La ponente ha optado deliberadamente por citar ejemplos de acciones adoptadas por los Estados miembros, muchas de las cuales se basan en el eje «prevención-prohibición». Esta elección deliberada permite a la ponente resaltar la tendencia actual del legislador a «pegar fuerte» en materia de lucha contra la obesidad con medidas tanto de prohibición de determinados componentes alimenticios como, en mayor medida, de advertencias al consumidor contra los productos altamente calóricos.

La ponente considera, además, que es prematuro hacer un juicio provisional o definitivo sobre las distintas políticas nacionales, pues la mayoría de ellas todavía acaban de lanzarse.

Esta es, por otra parte, la primera razón que la lleva a no proponer la extensión a escala europea de alguna de las cinco acciones mencionadas.
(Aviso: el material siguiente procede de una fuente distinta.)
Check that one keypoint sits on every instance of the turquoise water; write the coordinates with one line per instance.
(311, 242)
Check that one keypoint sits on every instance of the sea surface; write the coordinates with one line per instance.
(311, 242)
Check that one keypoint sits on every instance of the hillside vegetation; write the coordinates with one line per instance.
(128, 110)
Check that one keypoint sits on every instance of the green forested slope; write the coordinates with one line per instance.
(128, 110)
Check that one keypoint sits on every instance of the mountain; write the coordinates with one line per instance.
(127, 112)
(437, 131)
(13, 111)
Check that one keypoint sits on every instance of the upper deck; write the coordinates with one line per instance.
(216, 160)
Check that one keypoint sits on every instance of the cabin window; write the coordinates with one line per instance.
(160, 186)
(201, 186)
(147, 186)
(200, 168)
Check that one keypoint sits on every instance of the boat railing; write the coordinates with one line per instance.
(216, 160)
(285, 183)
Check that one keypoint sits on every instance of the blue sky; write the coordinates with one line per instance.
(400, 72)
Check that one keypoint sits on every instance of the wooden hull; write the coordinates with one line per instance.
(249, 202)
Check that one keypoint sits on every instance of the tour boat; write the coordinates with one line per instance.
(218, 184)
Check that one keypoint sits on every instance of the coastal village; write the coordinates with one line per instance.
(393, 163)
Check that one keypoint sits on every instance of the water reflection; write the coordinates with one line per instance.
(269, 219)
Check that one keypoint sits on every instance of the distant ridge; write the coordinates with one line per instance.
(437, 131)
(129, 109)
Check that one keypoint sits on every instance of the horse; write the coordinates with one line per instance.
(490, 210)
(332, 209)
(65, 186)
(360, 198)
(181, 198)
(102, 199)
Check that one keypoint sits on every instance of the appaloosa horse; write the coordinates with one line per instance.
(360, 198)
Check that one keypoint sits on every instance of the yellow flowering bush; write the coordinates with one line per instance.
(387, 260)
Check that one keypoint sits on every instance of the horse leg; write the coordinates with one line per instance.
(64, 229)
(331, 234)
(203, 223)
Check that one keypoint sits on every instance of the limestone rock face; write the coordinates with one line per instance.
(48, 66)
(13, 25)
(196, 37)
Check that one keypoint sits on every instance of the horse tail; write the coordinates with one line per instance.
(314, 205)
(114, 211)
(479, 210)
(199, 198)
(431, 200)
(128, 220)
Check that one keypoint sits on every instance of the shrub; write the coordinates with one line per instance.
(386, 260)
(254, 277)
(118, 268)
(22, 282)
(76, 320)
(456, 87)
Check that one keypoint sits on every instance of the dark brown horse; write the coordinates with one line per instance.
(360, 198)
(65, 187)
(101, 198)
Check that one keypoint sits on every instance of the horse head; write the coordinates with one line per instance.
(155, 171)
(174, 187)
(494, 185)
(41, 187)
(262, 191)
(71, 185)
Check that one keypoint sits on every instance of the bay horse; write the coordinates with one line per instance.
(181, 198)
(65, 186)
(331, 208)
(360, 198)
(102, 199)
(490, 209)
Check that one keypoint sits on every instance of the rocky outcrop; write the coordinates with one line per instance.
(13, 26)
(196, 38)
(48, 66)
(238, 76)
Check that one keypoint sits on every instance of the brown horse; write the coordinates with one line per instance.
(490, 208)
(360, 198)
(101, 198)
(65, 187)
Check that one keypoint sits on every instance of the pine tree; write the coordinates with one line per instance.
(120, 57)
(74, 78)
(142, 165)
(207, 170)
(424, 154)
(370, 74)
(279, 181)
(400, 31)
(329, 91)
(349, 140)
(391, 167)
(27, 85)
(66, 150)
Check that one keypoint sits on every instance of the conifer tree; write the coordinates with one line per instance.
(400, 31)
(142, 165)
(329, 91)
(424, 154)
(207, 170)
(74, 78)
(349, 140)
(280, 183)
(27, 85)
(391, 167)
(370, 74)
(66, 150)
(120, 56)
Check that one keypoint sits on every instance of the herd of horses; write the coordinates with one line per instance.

La otra razón es su preferencia por propuestas abiertas y positivas, poco compatibles con la lógica de la prohibición, una lógica que da pocos resultados con los niños, pues su propensión a saltarse las prohibiciones es bastante acusada.

Así, la filosofía que subyace a la elaboración del informe es la de la incitación, más que la de la prohibición de determinados productos alimenticios.

La ponente reconoce también que hay que acabar con lo políticamente correcto, que conduce a la inacción: ¡quién puede creer hoy, de verdad, que no hay alimentos buenos y malos desde el punto de vista nutricional!

La ponente quiere afirmar aquí claramente que, en su opinión, hay sin ninguna duda alimentos sanos con un alto contenido dietético y alimentos «bagatela» con un alto contenido calórico. Y que los primeros, en particular las frutas y hortalizas, cuyo consumo va en caída libre desde hace más de un decenio y cuya importancia en términos de salud conocemos, deberían ser objeto de políticas incentivas por parte de la Unión Europea.

Por lo que respecta a la Política Agrícola Común, la ponente hace suyas las numerosas críticas expresadas sobre su falta de eficacia. En su forma actual, la PAC ha cumplido su tiempo. Hay que emprender una reforma radical y aportar respuestas a los productores de los distintos sectores pero también a los consumidores, que buscan una alimentación sana y variada que responda a objetivos nutricionales.

Por lo que respecta a la organización común de mercado de las frutas y hortalizas, la ponente preconiza una nueva política europea, que contemple entre sus objetivos principales el relanzamiento del consumo de este tipo de alimentos de alto valor dietético. Está convencida de que una política incentiva (descenso de los precios, exenciones fiscales, otros tipos de subvención) es preferible a un sistema basado en un aumento de la imposición sobre los productos calóricos («fat tax»), que al final penalizaría sobre todo a las familias europeas más modestas.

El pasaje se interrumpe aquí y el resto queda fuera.